Residents applauded Lin Zuluan’s new role as another positive step in their struggle with local officials.
Unrest prompted by the seizure of farmland and accusations of electoral fraud by village heads escalated in December after Xue Jinbo, who had been negotiating with authorities, died in custody.
Provincial leaders stepped in and offered concessions 10 days after police and party officials fled the village in Guangdong province. Residents welcomed the intervention but remained concerned that they could still face retribution and the pledges would not be delivered fully.
They cheered the appointment of 67-year-old Mr Lin, announced at a meeting of party members on Sunday, as a good sign. He will also lead the team arranging another vote to elect a new village committee. Provincial investigators declared the last race invalid.
”It is a good thing indeed. Most villagers are very happy about this,” resident Yang Shimao said. ”Lin Zuluan was the actual leader of our previous rights protection movement. With this new position he will consider our village’s interests and our people’s interests.

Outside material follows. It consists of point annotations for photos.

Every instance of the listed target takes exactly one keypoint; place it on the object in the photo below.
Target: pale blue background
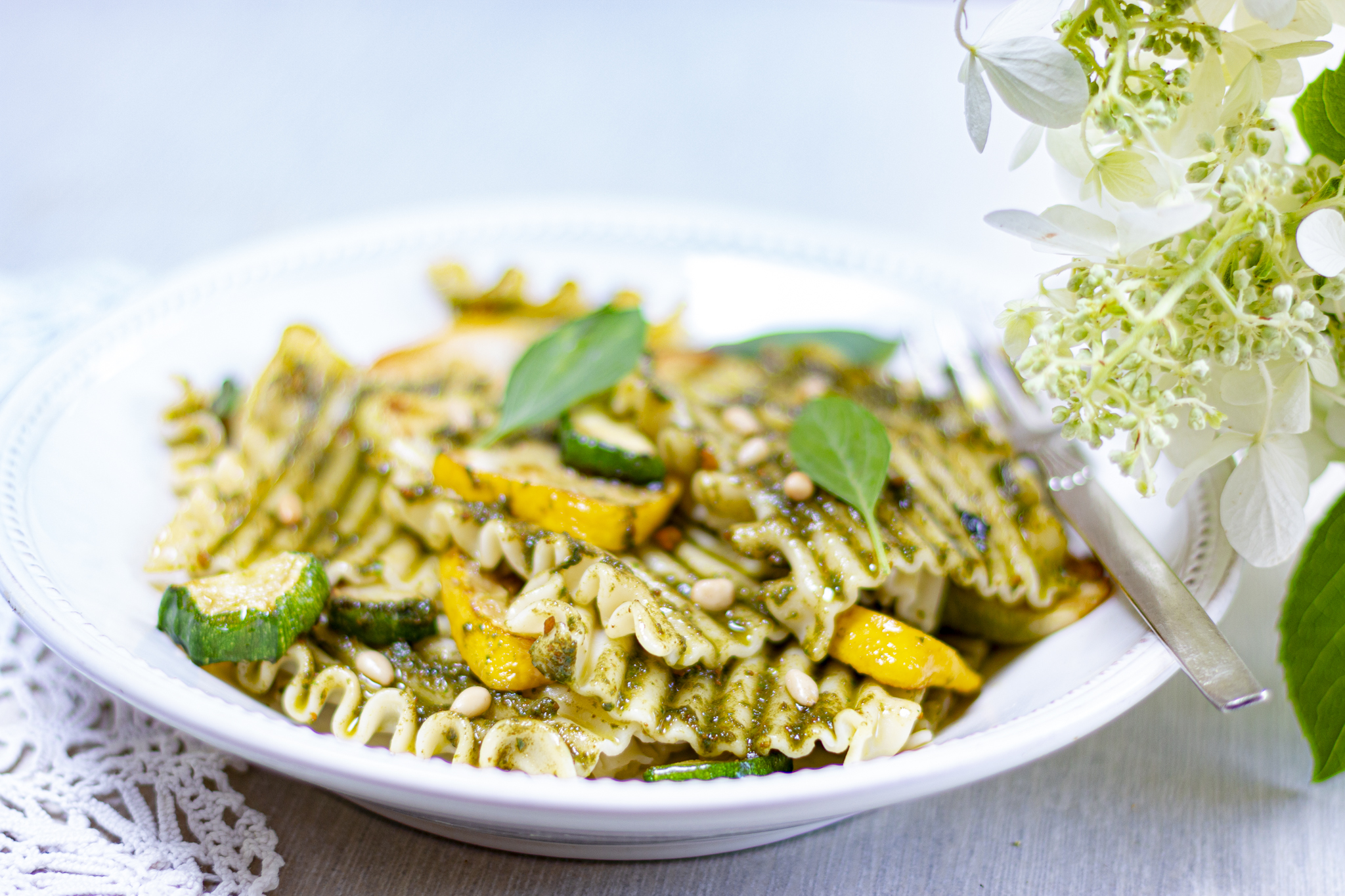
(154, 132)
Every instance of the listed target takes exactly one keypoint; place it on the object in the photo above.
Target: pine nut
(798, 486)
(713, 594)
(374, 667)
(917, 739)
(472, 702)
(753, 452)
(740, 419)
(290, 509)
(801, 687)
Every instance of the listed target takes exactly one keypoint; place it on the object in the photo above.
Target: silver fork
(992, 391)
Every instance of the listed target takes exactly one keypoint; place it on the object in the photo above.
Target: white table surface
(155, 132)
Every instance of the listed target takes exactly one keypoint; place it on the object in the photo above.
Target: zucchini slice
(475, 609)
(250, 614)
(592, 442)
(705, 769)
(537, 488)
(899, 654)
(378, 616)
(992, 620)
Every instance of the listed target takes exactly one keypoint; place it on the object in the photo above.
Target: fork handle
(1161, 598)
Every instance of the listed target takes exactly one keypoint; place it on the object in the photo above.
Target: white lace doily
(97, 797)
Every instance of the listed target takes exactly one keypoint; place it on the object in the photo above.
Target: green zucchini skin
(381, 622)
(237, 636)
(705, 770)
(588, 454)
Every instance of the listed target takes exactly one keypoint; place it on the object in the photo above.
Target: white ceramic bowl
(84, 490)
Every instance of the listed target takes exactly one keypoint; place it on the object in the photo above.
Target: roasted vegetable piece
(252, 614)
(378, 616)
(1019, 624)
(537, 488)
(705, 769)
(899, 654)
(475, 609)
(592, 442)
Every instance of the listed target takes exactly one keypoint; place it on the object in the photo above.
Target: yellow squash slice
(898, 654)
(475, 609)
(540, 489)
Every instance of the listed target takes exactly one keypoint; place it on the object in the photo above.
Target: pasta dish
(560, 540)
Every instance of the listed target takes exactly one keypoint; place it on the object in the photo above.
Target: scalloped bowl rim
(412, 785)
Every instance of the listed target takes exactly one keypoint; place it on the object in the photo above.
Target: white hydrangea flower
(1321, 242)
(1074, 232)
(1262, 504)
(1034, 75)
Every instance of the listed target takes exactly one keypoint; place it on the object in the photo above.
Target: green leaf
(1333, 97)
(1314, 120)
(845, 450)
(1312, 647)
(858, 349)
(580, 359)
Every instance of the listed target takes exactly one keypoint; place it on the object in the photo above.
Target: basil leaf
(580, 359)
(1313, 110)
(1312, 647)
(845, 450)
(857, 349)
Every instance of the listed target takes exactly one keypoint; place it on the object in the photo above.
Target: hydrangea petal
(1025, 147)
(1262, 505)
(1321, 242)
(1277, 14)
(1224, 446)
(1336, 425)
(1292, 412)
(1038, 78)
(1243, 387)
(1021, 19)
(1324, 370)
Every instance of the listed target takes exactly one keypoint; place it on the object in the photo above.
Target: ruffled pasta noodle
(636, 672)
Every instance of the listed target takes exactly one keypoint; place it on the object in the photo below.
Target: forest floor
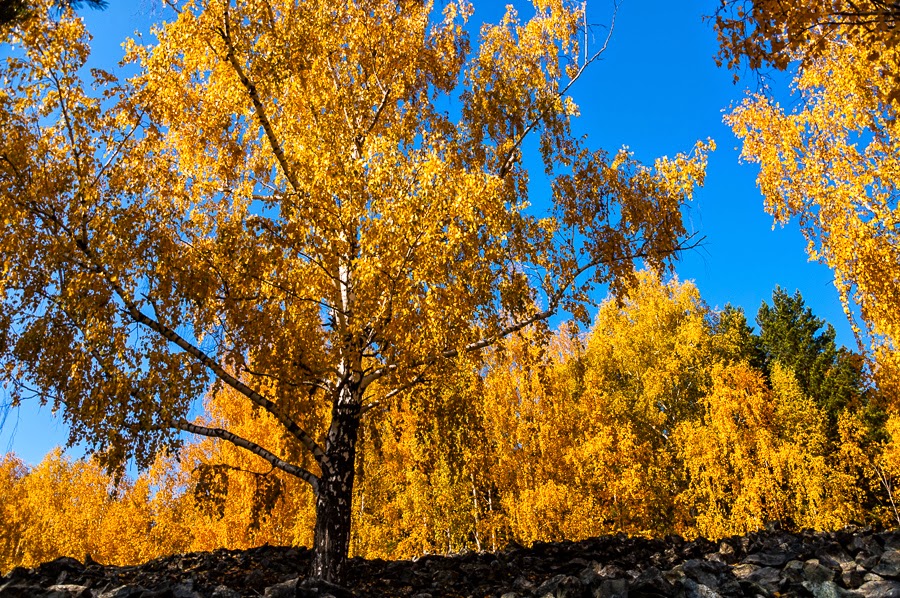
(853, 563)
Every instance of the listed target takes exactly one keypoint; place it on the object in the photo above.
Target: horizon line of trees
(667, 417)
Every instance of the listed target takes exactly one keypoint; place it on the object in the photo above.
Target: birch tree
(310, 203)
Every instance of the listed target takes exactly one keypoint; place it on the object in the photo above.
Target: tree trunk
(331, 543)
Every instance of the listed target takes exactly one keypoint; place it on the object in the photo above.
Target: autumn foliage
(654, 422)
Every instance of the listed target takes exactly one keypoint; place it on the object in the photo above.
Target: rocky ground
(861, 563)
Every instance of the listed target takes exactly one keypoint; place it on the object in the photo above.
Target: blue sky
(656, 90)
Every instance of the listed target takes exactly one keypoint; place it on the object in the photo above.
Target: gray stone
(742, 570)
(853, 579)
(70, 590)
(826, 589)
(651, 581)
(869, 544)
(692, 589)
(589, 577)
(767, 559)
(285, 589)
(561, 586)
(816, 573)
(706, 573)
(793, 571)
(889, 564)
(611, 588)
(879, 589)
(833, 555)
(766, 577)
(127, 591)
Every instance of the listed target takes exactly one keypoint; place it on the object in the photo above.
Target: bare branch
(274, 143)
(254, 448)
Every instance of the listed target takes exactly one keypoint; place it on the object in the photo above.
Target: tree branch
(257, 104)
(254, 448)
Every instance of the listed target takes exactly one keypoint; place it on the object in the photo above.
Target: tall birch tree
(314, 204)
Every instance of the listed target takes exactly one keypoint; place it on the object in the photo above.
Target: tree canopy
(279, 204)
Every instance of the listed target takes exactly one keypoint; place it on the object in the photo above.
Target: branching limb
(258, 107)
(254, 448)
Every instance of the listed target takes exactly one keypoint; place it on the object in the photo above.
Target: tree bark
(331, 543)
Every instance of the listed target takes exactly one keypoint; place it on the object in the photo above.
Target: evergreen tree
(791, 335)
(735, 339)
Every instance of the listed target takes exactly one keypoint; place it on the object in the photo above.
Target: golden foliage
(645, 425)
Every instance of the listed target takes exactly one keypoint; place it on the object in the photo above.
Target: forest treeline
(667, 417)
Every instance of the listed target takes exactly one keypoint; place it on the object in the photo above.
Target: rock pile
(849, 563)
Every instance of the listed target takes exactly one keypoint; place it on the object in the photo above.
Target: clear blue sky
(656, 90)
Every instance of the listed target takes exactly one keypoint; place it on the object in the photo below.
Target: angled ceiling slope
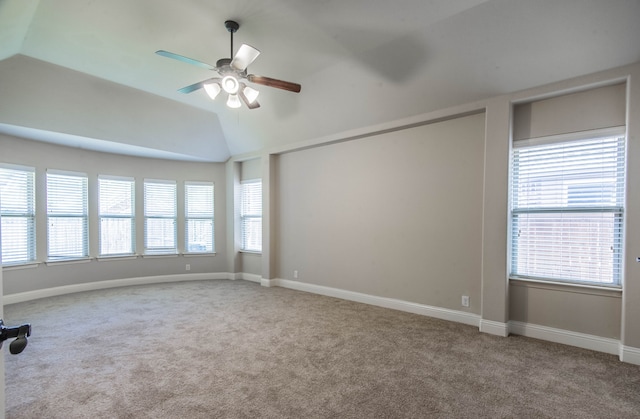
(361, 64)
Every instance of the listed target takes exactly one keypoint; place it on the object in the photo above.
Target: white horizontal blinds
(251, 215)
(18, 211)
(199, 222)
(567, 202)
(67, 215)
(116, 208)
(160, 217)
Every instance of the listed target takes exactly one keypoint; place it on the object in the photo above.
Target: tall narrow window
(251, 215)
(117, 215)
(567, 209)
(199, 225)
(67, 215)
(18, 213)
(160, 217)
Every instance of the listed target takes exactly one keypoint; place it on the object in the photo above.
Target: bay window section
(567, 208)
(18, 213)
(160, 217)
(116, 211)
(199, 217)
(251, 216)
(67, 216)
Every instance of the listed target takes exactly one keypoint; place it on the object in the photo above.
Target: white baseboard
(630, 354)
(265, 282)
(425, 310)
(611, 346)
(566, 337)
(250, 277)
(114, 283)
(494, 328)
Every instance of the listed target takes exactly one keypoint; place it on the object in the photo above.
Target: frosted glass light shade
(212, 90)
(230, 85)
(250, 93)
(233, 101)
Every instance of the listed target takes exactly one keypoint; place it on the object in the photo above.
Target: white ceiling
(360, 62)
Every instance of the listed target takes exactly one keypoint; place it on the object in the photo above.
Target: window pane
(17, 197)
(67, 237)
(199, 235)
(160, 234)
(67, 234)
(117, 223)
(17, 240)
(199, 220)
(567, 210)
(160, 217)
(251, 216)
(569, 246)
(116, 236)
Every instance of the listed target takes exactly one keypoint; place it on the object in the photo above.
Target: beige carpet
(234, 349)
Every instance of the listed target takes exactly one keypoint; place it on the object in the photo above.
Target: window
(198, 204)
(67, 215)
(567, 208)
(251, 215)
(18, 211)
(160, 217)
(116, 211)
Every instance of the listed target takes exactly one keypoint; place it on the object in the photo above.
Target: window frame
(245, 216)
(204, 215)
(160, 250)
(55, 214)
(29, 215)
(616, 135)
(105, 215)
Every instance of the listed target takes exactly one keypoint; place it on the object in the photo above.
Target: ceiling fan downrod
(232, 27)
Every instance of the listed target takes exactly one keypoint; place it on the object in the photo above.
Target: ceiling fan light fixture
(250, 93)
(212, 89)
(233, 101)
(230, 85)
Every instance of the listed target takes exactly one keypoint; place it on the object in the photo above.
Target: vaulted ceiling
(360, 63)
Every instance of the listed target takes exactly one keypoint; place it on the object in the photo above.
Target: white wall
(43, 156)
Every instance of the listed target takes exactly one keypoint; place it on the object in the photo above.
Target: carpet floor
(234, 349)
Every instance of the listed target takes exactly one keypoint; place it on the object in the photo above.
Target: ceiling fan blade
(185, 59)
(278, 84)
(250, 101)
(245, 56)
(196, 86)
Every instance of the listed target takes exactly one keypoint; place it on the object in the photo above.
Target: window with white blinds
(198, 213)
(67, 215)
(160, 217)
(116, 212)
(251, 215)
(18, 211)
(567, 209)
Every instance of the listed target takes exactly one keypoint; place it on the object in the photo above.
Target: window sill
(16, 267)
(251, 252)
(116, 257)
(614, 291)
(68, 261)
(196, 254)
(160, 255)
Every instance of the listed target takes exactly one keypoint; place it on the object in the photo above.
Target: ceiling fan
(232, 72)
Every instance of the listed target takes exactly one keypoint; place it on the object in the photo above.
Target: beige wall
(397, 215)
(583, 310)
(251, 263)
(43, 156)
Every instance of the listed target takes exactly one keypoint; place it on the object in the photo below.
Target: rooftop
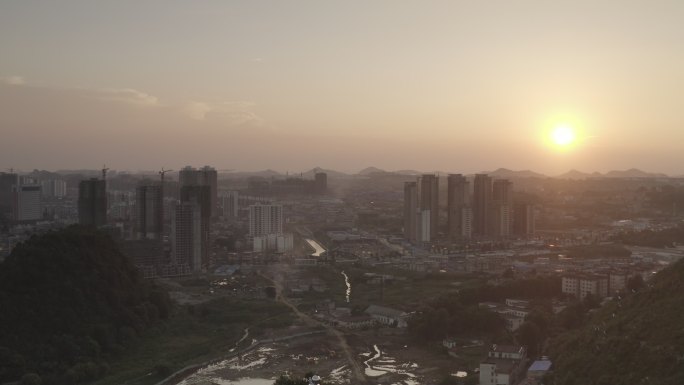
(540, 366)
(384, 311)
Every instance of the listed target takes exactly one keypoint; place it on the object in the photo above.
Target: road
(357, 372)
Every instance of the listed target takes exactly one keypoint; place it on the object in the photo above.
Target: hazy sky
(289, 85)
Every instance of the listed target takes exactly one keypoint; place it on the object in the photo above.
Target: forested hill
(636, 340)
(69, 300)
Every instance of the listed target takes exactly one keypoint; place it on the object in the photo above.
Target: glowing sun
(563, 135)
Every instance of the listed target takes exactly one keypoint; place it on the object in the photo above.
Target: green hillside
(69, 300)
(638, 339)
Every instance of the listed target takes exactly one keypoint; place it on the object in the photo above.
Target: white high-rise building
(424, 225)
(230, 203)
(53, 188)
(188, 236)
(265, 220)
(28, 203)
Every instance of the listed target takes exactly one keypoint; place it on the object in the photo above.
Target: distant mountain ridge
(501, 172)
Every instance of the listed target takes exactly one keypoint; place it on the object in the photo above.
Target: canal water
(318, 249)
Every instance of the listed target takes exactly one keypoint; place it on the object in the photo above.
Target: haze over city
(451, 86)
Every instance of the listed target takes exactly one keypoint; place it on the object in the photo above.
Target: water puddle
(241, 339)
(379, 364)
(346, 282)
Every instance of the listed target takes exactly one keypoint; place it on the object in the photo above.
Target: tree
(635, 283)
(531, 336)
(30, 379)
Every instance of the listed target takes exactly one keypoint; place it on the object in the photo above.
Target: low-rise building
(582, 285)
(388, 316)
(504, 365)
(538, 369)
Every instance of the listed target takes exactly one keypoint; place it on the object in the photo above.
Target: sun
(563, 135)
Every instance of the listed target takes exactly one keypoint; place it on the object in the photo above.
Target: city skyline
(397, 85)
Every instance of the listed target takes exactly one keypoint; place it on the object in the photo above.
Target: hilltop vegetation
(638, 339)
(70, 300)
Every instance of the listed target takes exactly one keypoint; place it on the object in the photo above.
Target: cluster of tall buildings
(21, 197)
(486, 211)
(266, 228)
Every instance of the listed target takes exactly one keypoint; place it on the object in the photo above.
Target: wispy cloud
(128, 95)
(12, 80)
(234, 112)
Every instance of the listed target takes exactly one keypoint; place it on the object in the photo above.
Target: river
(346, 282)
(318, 249)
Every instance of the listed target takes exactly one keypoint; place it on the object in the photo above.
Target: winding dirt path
(357, 371)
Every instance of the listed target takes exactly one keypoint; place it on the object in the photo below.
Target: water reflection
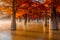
(4, 35)
(29, 35)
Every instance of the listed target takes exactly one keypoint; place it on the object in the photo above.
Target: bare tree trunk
(45, 21)
(54, 18)
(13, 24)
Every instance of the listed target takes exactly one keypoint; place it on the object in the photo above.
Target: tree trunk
(53, 18)
(13, 24)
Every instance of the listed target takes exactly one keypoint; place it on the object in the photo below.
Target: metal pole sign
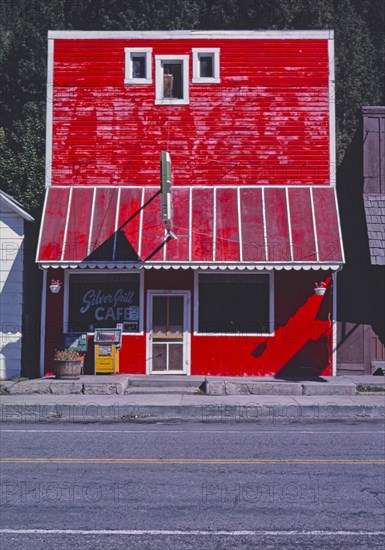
(165, 183)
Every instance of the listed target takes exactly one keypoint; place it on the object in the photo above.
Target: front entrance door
(168, 332)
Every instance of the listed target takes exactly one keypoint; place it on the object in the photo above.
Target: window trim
(196, 332)
(128, 79)
(66, 297)
(159, 99)
(197, 79)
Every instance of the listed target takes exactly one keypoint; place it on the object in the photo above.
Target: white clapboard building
(12, 219)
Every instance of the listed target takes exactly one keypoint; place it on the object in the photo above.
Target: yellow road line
(201, 461)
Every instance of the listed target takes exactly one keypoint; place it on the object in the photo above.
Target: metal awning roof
(221, 227)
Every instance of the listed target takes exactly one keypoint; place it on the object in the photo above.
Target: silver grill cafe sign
(103, 304)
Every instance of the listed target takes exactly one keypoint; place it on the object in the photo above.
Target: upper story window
(171, 80)
(138, 66)
(206, 66)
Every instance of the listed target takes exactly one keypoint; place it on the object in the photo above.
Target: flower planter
(67, 370)
(54, 289)
(320, 290)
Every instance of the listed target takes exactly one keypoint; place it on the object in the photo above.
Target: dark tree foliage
(360, 53)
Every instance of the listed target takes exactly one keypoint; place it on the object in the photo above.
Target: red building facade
(248, 121)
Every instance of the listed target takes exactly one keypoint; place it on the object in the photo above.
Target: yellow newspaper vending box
(108, 342)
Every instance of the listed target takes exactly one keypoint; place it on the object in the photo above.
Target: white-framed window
(234, 304)
(206, 66)
(171, 80)
(138, 66)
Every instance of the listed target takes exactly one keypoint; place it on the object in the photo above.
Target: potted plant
(320, 288)
(55, 286)
(68, 364)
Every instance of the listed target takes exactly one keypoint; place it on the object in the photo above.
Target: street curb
(205, 413)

”We didn’t expect the authorities to agree to us choosing Mr Lin. After all, we are rebels. This is the first ever case where a man on the government’s wanted list has become the party secretary of a village.”
But Mr Yang warned Mr Lin would probably face ”slander from vested interest groups”. ”Our village will still face difficulties in the future since vested interest groups will definitely find all kinds of ways to obstruct,” Mr Yang said.
A villager told the state-run English-language daily Global Times he hoped the new party committee would bring a satisfactory conclusion to the investigation into the land seizures.
Last week, Singapore’s The Straits Times reported a villager killed himself after repeated phone calls from local authorities telling him to turn himself in for involvement in the protests. One relative said every household had received repeated calls.
State news agency Xinhua has reported the Chinese premier, Wen Jiabao, stressed the need for farmers’ land rights to be protected in an article for the Communist Party journal Seeking Truth. Land seizures are one of the biggest sources of unrest in China.